🤖 AI Summary
To address the inefficiency of memory management in nonlinear RNNs and the limitations imposed by linear assumptions in conventional state-space models, this paper proposes Comba—a novel closed-loop control-driven architecture. Methodologically, Comba integrates scalar-plus-low-rank state transitions with dual feedback (state and output) to enhance nonlinear dynamical modeling; it is the first to systematically incorporate closed-loop control theory into nonlinear RNN design; and it introduces a Triton-optimized chunk-wise parallel computation kernel for hardware efficiency and scalable training.
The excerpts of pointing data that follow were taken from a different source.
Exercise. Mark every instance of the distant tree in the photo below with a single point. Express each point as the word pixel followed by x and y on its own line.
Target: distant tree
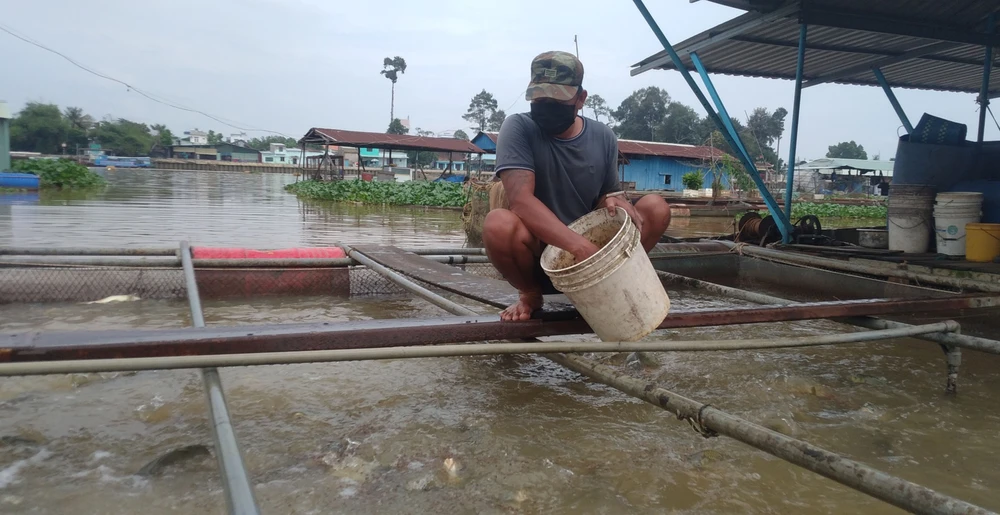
pixel 124 137
pixel 76 118
pixel 641 113
pixel 847 150
pixel 681 125
pixel 39 128
pixel 496 120
pixel 481 108
pixel 397 127
pixel 391 68
pixel 164 137
pixel 600 108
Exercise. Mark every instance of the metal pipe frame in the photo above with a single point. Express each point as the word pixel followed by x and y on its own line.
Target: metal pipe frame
pixel 731 137
pixel 793 140
pixel 128 251
pixel 846 266
pixel 466 349
pixel 710 421
pixel 984 92
pixel 410 286
pixel 240 497
pixel 121 344
pixel 892 100
pixel 173 262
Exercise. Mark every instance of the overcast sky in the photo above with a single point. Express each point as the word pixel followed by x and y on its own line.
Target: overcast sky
pixel 288 65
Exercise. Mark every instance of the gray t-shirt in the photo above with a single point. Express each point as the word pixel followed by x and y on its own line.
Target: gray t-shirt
pixel 570 174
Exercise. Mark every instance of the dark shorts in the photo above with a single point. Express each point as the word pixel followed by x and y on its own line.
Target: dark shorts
pixel 543 278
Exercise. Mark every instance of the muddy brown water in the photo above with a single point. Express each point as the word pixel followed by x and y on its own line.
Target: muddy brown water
pixel 524 435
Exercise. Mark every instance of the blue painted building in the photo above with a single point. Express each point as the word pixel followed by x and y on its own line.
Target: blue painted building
pixel 660 166
pixel 650 166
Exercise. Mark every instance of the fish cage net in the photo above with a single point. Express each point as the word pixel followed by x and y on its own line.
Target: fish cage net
pixel 36 284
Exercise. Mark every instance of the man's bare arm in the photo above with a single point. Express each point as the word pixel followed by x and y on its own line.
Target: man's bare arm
pixel 519 186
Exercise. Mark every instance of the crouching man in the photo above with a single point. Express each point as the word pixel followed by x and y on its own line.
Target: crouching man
pixel 556 166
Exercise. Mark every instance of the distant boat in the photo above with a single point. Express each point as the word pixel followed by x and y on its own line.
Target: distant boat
pixel 123 162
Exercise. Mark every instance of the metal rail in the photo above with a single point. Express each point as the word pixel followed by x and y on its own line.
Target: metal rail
pixel 438 351
pixel 710 420
pixel 171 262
pixel 410 286
pixel 235 480
pixel 69 345
pixel 846 266
pixel 169 251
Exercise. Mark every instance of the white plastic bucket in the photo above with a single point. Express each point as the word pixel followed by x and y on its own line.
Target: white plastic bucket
pixel 616 290
pixel 910 217
pixel 951 212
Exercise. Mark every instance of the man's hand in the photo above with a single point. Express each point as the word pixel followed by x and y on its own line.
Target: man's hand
pixel 614 202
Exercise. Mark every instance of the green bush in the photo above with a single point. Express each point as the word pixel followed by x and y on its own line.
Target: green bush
pixel 693 180
pixel 412 193
pixel 61 173
pixel 800 209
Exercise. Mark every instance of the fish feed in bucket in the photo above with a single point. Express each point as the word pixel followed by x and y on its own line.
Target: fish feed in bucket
pixel 616 290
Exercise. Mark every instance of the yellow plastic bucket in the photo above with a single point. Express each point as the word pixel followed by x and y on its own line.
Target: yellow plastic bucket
pixel 982 242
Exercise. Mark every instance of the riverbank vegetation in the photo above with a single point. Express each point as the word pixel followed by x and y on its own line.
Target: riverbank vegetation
pixel 830 210
pixel 840 211
pixel 61 173
pixel 412 193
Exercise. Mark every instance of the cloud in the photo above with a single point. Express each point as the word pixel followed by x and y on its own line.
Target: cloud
pixel 289 65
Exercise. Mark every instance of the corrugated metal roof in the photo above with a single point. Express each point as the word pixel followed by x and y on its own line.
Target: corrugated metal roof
pixel 387 141
pixel 828 163
pixel 650 148
pixel 764 44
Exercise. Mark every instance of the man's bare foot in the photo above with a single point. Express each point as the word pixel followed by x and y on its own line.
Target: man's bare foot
pixel 522 310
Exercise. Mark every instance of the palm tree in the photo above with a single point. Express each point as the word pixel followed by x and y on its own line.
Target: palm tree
pixel 391 69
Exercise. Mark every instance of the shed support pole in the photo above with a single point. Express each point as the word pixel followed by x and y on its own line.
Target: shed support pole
pixel 235 480
pixel 790 165
pixel 892 100
pixel 723 114
pixel 984 92
pixel 731 137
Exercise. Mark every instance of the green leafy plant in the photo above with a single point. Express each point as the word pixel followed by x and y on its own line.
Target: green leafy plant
pixel 61 173
pixel 412 193
pixel 693 180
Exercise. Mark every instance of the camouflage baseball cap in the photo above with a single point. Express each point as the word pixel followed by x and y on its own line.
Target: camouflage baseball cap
pixel 555 75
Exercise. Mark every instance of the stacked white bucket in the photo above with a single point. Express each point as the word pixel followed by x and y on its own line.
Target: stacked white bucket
pixel 951 212
pixel 910 217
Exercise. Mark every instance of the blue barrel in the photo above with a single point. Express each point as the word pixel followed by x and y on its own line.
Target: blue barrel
pixel 20 181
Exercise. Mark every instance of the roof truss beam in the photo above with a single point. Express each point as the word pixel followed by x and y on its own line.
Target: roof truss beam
pixel 850 71
pixel 899 26
pixel 752 21
pixel 859 50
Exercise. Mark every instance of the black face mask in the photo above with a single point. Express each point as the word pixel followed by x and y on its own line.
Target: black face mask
pixel 553 118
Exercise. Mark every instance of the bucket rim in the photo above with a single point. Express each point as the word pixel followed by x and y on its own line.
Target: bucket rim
pixel 586 262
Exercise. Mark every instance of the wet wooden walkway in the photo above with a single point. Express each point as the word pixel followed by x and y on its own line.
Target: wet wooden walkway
pixel 494 292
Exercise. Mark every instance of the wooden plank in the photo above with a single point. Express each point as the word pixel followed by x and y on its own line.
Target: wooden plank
pixel 483 289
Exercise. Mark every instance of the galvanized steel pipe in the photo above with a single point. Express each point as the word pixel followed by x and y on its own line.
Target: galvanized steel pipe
pixel 440 351
pixel 239 492
pixel 172 262
pixel 953 339
pixel 798 259
pixel 412 287
pixel 893 490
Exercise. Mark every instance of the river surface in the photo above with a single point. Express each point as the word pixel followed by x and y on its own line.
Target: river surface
pixel 373 437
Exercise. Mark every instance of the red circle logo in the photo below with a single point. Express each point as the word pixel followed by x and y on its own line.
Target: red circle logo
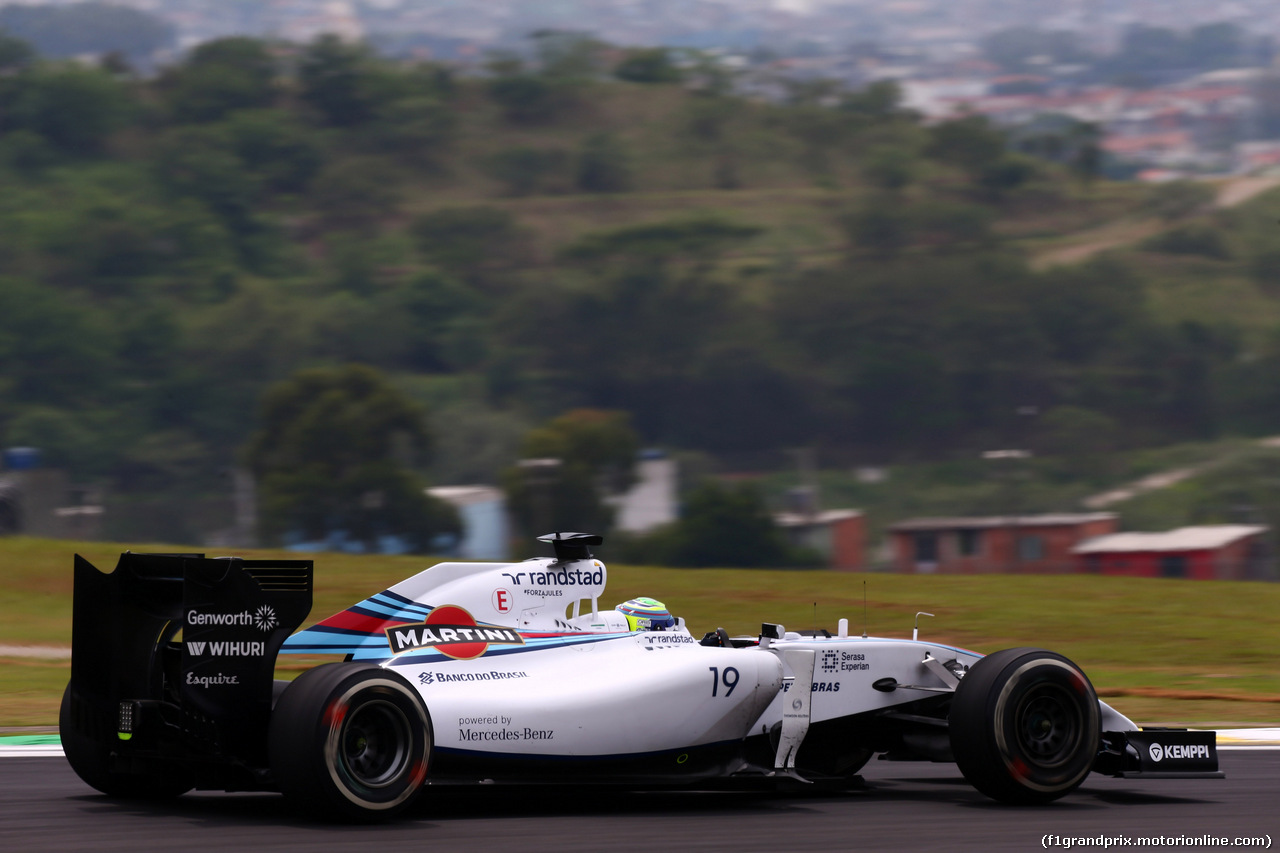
pixel 502 601
pixel 453 615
Trained under the Delta learning rule, Comba achieves state-of-the-art performance: its 340M- and 1.3B-parameter variants significantly outperform baselines—including Mamba and RWKV-7—across language and vision tasks, delivering higher accuracy while reducing computational overhead.
📝 Abstract
Recent efficient sequence modeling methods such as Gated DeltaNet, TTT, and RWKV-7 have achieved performance improvements by supervising the recurrent memory management through Delta learning rule. Unlike previous state-space models (e.g., Mamba) and gated linear attentions (e.g., GLA), these models introduce interactions between the recurrent state and the key vector, resulting in a nonlinear recursive structure. In this paper, we first introduce the concept of Nonlinear RNNs with a comprehensive analysis on the advantages and limitations of these models. Then, based on closed-loop control theory, we propose a novel Nonlinear RNN variant named Comba, which adopts a scalar-plus-low-rank state transition, with both state feedback and output feedback corrections. We also implement a hardware-efficient chunk-wise parallel kernel in Triton and train models with 340M/1.3B parameters on large-scale corpus. Comba demonstrates its superior performance and computation efficiency in both language and vision modeling.